UNITED STATES DISTRICT COURT FOR THE DISTRICT OF NEW JERSEY CAMDEN VICINAGE
Jun 11, 2021
Civil No. 20-20028 (RMB/KMW) (D.N.J. Jun. 11, 2021)

Opinion

Civil 20-20028 (RMB/KMW)

06-11-2021

DENNIS MAURER, Plaintiff, v. GL QICHEN INVESTMENT LTD, Defendant.

Shadinger Law, LLC Jon G. Shadinger, Jr. Esq. Attorney for Plaintiff Hang & Associates, PLLC Ge Qu, Esq. Attorney for Defendant


Shadinger Law, LLC

Jon G. Shadinger, Jr. Esq.

Attorney for Plaintiff

Hang & Associates, PLLC

Ge Qu, Esq.

Attorney for Defendant

OPINION

RENÉE MARIE BUMB UNITED STATES DISTRICT JUDGE

This matter comes before the Court upon its own Motion. Plaintiff Dennis Maurer brings this action under the Americans with Disabilities Act, 42 U.S.C. § 12181 et. seq. and the New Jersey Law Against Discrimination, N.J.S.A. 10:5-12. In addition, Defendant GL Qichen Investment LTD has filed a Motion to Dismiss for Insufficient Service, which is currently pending before the Court. [Docket No. 16].

I. ANALYSIS

A. Standing

In reviewing the Complaint, the Court is not satisfied that Plaintiff has established the Court's jurisdiction. “The federal courts are under an independent obligation to examine their own jurisdiction, and standing ‘is perhaps the most important of [the jurisdictional] doctrines.'” FW/PBS, Inc. v. City of Dallas, 493 U.S. 215, 231 (1990) (modification in original) (quoting Allen v. Wright, 468 U.S. 737, 750 (1984)). A plaintiff states a viable claim when he satisfies three elements; the plaintiff must have: “(1) suffered an injury in fact, (2) that is fairly traceable to the challenged conduct of the defendant, and (3) that is likely to be redressed by a favorable judicial decision.” Spokeo, Inc. v. Robins, 136 S.Ct. 1540, 1547 (2016). Plaintiff, as the party invoking federal jurisdiction, bears the burden of establishing these elements. Id.

Injury in fact is the “‘[f]irst and foremost' of standing's three requirements.” Id. (quoting Steel Co. v. Citizens for Better Environment, 523 U.S. 83, 103 (1998). Moreover, this is a constitutional requirement that Congress cannot erase. Id. at 1547-48. A plaintiff establishes injury in fact only by showing that “he or she suffered ‘an invasion of a legally protected interest' that is ‘concrete and particularized,' and ‘actual or imminent, not conjectural or hypothetical.'” Id. at 1548 (quoting Lujan v. Defenders of Wildlife, 504 U.S. 555, 560 (1992)). “For an injury to be ‘particularized,' it must affect the plaintiff in a personal and individual way.” Id. (cleaned-up). An injury is “concrete” only when it is “de facto; that is, it must actually exist.” Id.
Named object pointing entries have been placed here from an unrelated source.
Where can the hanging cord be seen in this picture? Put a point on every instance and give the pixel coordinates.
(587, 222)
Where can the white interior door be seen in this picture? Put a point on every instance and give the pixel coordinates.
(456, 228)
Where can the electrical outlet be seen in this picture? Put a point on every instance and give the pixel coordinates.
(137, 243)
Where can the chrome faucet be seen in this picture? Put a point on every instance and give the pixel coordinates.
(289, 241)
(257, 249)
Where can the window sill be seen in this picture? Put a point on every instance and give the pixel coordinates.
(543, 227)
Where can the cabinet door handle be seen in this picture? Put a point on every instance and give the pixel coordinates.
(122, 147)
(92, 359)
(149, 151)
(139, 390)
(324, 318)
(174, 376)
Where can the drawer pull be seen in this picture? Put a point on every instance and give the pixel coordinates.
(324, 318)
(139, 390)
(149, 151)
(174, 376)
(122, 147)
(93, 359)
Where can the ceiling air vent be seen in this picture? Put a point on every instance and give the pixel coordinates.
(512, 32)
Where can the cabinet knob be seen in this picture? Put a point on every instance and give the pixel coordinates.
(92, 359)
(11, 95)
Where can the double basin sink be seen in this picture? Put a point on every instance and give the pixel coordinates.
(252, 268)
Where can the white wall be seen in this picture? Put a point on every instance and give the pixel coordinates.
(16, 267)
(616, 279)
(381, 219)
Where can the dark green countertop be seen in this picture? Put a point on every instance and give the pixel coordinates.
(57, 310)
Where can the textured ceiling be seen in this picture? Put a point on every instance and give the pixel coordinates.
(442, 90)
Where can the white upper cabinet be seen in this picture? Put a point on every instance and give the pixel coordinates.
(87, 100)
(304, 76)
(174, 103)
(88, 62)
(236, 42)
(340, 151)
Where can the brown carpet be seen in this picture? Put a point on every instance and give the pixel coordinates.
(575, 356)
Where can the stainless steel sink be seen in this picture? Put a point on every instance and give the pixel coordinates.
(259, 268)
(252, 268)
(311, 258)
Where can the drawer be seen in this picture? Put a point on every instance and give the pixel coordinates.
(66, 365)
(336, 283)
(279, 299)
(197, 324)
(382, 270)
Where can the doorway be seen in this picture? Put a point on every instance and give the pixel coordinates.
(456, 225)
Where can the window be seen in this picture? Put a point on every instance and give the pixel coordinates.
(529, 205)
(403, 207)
Where, as here, a plaintiff seeks prospective injunctive relief, he satisfies the injury in fact requirement only by showing that he is “‘likely to suffer future injury' from the defendant's conduct.” McNair v. Synapse Grp. Inc., 672 F.3d 213, 223 (3d Cir. 2012) (quoting City of Los Angeles v. Lyons, 461 U.S. 95, 105 (1983)); see also Indep. Project, Inc. v. Shore Point Plaza, LLC, No. 18-cv-15048(FLW/ZNQ), 2020 WL 6363714, at *2 (D.N.J. Oct. 29, 2020). Stated differently, “past exposure to illegal conduct does not show a present claim for injunctive relief.” Indep. Project, Inc., 2020 WL 6363714, at *2 (quoting Brown v. Fauver, 819 F.2d 395, 400 (3d Cir. 1987)).

Consistent with these standards, courts within this District rely on a four-factor test to determine whether a plaintiff has pleaded a concrete and particularized injury for an ADA claim: (1) the plaintiff's proximity to the defendant's place of public accommodation; (2) the plaintiff's past patronage; (3) the plaintiff's frequency of nearby travel; and (4) the definiteness of the plaintiff's plan to return. Louisiana Counseling & Fam. Servs. Inc. v. Mt. Fuji Japanese Rest., 08-cv-6143, 2014 WL 941353, at *7 (D.N.J. Mar. 11, 2014), aff'd sub nom. Brown v. Mt. Fuji Japanese Rest., 615 Fed.Appx. 757 (3d Cir. 2015); Indep. Project, Inc., 2020 WL 6363714, at *2.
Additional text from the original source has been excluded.